The most obvious problem is that East Asian growth has become ever more dependent on satisfying market demands outside the region as opposed to national or even regional needs. In particular, as China’s economic activity (and thus the region’s production) became geared to exporting to the U.S., the result has been ever larger U.S. trade deficits. Since it is doubtful that the U.S. economy can continue to sustain such large and growing trade deficits, it is difficult to see how China (and by extension the other countries in the region) can avoid painful adjustments involving lower rates of growth and a further worsening of majority employment and living conditions.[18]
Chinese growth dynamics remain problematic even if international trade imbalances can be sustained. For example, China’s emersion in transnational cross-border production chains will further complicate Chinese efforts at technological upgrading. As an UNCTAD study points out, “participating in international production chains” often leaves the host country “locked into its current structure of comparative advantage... thereby delaying the exploitation of potential comparative advantage in higher-tech stages of production” (UNCTAD 2002b: 75). Five years after China’s 2001 accession to the WTO, the Chinese economist Han Deqiang recalls that he had “argued the greatest damage [of membership] would be to China's capacity to control its industrial and technological development autonomously. I think it's safe to say these last five years have more than proven that true. In China, any industry that wants to develop its own technology or markets has encountered increasingly great barriers” (Philion 2007).
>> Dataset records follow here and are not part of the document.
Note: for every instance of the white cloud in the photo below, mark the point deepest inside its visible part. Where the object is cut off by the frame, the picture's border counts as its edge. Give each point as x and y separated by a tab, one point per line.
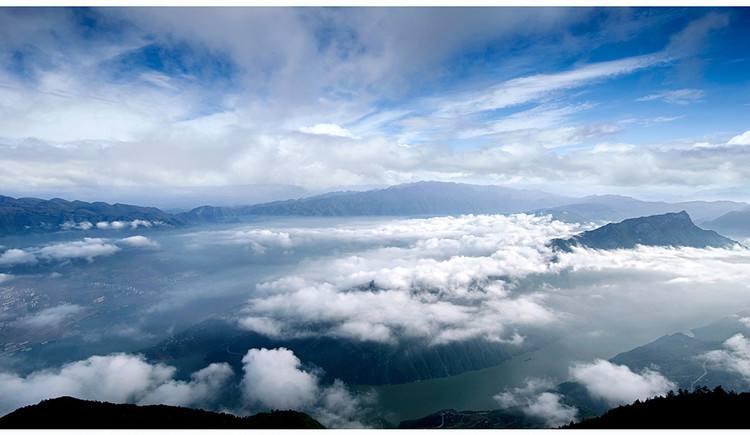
740	139
87	249
274	379
118	378
537	400
15	256
138	242
51	317
327	130
734	358
52	141
438	279
201	390
677	96
533	88
617	384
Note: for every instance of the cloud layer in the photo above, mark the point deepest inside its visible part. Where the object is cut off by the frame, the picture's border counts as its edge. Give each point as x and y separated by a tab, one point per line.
537	399
86	249
119	378
440	280
619	385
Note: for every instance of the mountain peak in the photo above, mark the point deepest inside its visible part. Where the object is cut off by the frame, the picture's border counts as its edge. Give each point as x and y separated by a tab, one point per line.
669	229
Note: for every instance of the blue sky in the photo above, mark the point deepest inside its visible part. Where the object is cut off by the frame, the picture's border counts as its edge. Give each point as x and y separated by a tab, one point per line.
650	102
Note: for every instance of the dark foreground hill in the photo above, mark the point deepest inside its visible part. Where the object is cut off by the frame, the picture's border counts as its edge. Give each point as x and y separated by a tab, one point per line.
670	229
452	419
700	409
72	413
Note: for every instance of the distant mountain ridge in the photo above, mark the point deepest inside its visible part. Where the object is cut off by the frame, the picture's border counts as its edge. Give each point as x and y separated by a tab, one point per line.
421	198
40	215
616	208
425	198
670	229
71	413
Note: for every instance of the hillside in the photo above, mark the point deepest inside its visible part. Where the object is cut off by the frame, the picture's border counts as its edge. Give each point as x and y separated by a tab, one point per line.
670	229
700	409
422	198
72	413
616	208
28	215
452	419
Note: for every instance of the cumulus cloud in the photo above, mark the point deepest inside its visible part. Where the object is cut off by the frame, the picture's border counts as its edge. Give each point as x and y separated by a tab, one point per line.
118	378
86	249
138	242
51	317
439	280
327	130
734	358
15	256
617	384
537	399
66	124
274	379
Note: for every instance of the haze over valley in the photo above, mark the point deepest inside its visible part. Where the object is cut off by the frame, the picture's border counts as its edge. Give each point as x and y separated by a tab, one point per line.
373	217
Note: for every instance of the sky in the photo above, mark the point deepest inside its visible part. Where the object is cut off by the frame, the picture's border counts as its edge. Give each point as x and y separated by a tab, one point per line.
649	102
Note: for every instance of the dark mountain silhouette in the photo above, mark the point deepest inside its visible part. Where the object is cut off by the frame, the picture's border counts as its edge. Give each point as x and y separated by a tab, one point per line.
736	223
452	419
616	208
700	409
24	215
671	229
71	413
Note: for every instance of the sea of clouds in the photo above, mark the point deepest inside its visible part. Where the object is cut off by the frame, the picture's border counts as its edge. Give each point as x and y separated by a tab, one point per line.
434	281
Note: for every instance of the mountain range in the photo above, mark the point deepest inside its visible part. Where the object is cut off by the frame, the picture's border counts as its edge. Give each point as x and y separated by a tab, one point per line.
71	413
670	229
24	215
427	198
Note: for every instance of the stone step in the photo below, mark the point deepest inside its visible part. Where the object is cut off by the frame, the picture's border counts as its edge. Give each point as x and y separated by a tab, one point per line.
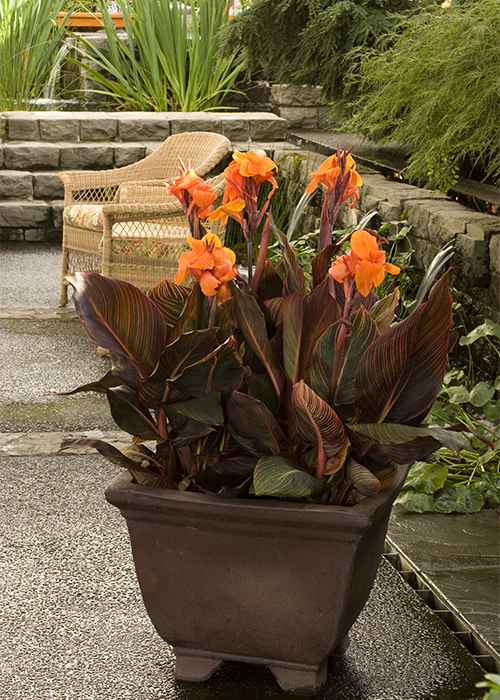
33	156
24	184
31	220
54	127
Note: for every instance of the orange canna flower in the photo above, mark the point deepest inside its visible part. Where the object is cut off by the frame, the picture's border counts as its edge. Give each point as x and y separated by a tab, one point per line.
245	166
210	263
364	263
233	208
328	174
192	191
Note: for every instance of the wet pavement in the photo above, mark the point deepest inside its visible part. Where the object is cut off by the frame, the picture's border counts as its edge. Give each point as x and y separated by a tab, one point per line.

Some scholars have argued that China is overcoming this limitation, pointing to a recent decline in imports from other East Asian countries as proof that China is successfully developing its own backward production linkages.[19] However, the data does not support this argument. The trade improvement appears to be temporary, reflecting a one-time increase in foreign investment in the garment industry motivated by reduced foreign trade restrictions on Chinese garment exports. More generally, “the idea that the PRC has been able to replace imported supplies with domestic components is not supported by [existing] trends. The claim that the PRC now provides an important source of demand in final goods markets for other Asian countries also sits ill with the data” (Asian Development Bank 2008a: 23).
Even more problematic is the fact that as China’s growth has become dependent on the country’s participation in crosscutting and competing transnational production networks, the Chinese state has come under ever greater pressure to keep wages down and productivity up in order to sustain or improve the country’s position within these networks. And, because of its key position, Chinese conditions have become the benchmark by which transnational corporations evaluate the investment environment in other countries. As a result, workers throughout East Asia have become pitted against each other in a contest to match the level of labor exploitation achieved in China.[20] Among other things, this “competition” works to reinforce the bias of the system toward exports, thereby also intensifying the risk of regional overproduction. Thus, far from opening up new possibilities for working people, China’s reform strategy has actually strengthened a transnational accumulation process that is generating serious national and international imbalances and tensions that will eventually require correction at considerable social cost.[21]